Ich wollte weinen. Doch konnte nicht. Ich schaute Mimiklos in die Leere.
Oliver stand auf, setzte sich neben mich und legte seinen Kopf auf meine Schultern.
„Jenncy…du bist alles was ich will! Ich liebe dich so sehr.“
„Aber…aber du tust so, als wenn es etwas ganz normales wäre.“
„Nein…das tue ich nicht. Es sieht nur so aus. Doch innerlich, bin ich schon tot. Was mich noch am Leben hält bist du.“
Ich stand auf, ging ins Schlafzimmer und packte meinen Koffer.
„Was machst du da, Jenncy?“
„Ich packe. Du möchtest weg, also fahren wir weg.“
Ein kleines Lächeln war bei ihm zu sehen. Er gab mir einen liebevollen Kuss, wobei mir eine Träne herunter lief. Er legte seinen Hand auf meine Wange, oh…wie das brannte. Wenn ich ihn anschaute, sah ich immer noch die Freude am Leben. Warum?
Wir packten nicht sehr viel ein. Zusammen hatten wir nur einen Koffer. Wir wollten nicht so viel mit uns herum schleppen. Wir wollten einfach nur uns.

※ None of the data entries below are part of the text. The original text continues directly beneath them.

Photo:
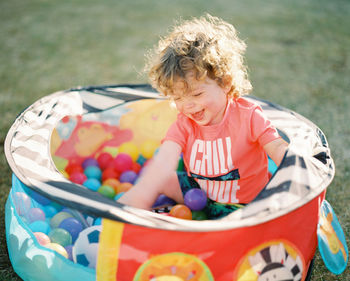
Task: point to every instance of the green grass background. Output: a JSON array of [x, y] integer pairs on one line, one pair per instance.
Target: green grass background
[[298, 56]]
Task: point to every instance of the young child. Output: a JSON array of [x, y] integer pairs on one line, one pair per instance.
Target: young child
[[224, 137]]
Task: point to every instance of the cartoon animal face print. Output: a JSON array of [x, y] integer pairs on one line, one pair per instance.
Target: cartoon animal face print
[[274, 263]]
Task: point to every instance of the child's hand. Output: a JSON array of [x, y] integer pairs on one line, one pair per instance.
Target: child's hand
[[276, 150]]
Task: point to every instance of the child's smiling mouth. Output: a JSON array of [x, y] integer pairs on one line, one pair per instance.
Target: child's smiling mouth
[[198, 116]]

Als ich fertig gepackt habe, legte ich mich ins Bett und grub mein Gesicht in Olivers Kissen. Ich dachte jetzt schon darüber nach, wie ich seinen Geruch vermissen würde.
Wie sollte ich ohne ihn leben? Schon wieder fing ich an zu weinen.
„Komm, “ rief Oliver zu mir.
„Wohin?“ schluchzte ich.
„Los fahren. Ich möchte gleich heute los! Sofort! Bitte Jenncy.“
Wie konnte man auch zu diesem Mann nein sagen?
Ich stand auf, holte tief Luft und schloss die Tür.
Welt, hier bin ich. Mit Oliver. Aber nicht mehr lange. Ich werde alleine sein.
Niemand wird jemals wissen, wie es in mir aussieht. Wie ich mich fühle.
Man sieht mich weinen. Hört mich fluchen. Man wird mich trösten und vielleicht auch mit mir weinen. Aber trotzdem wird niemals jemand wissen, wie ich mich wirklich fühle. Denn so viel Schmerz, wie ich empfand, kann man nicht ausdrücken oder in Worten zusammen fassen.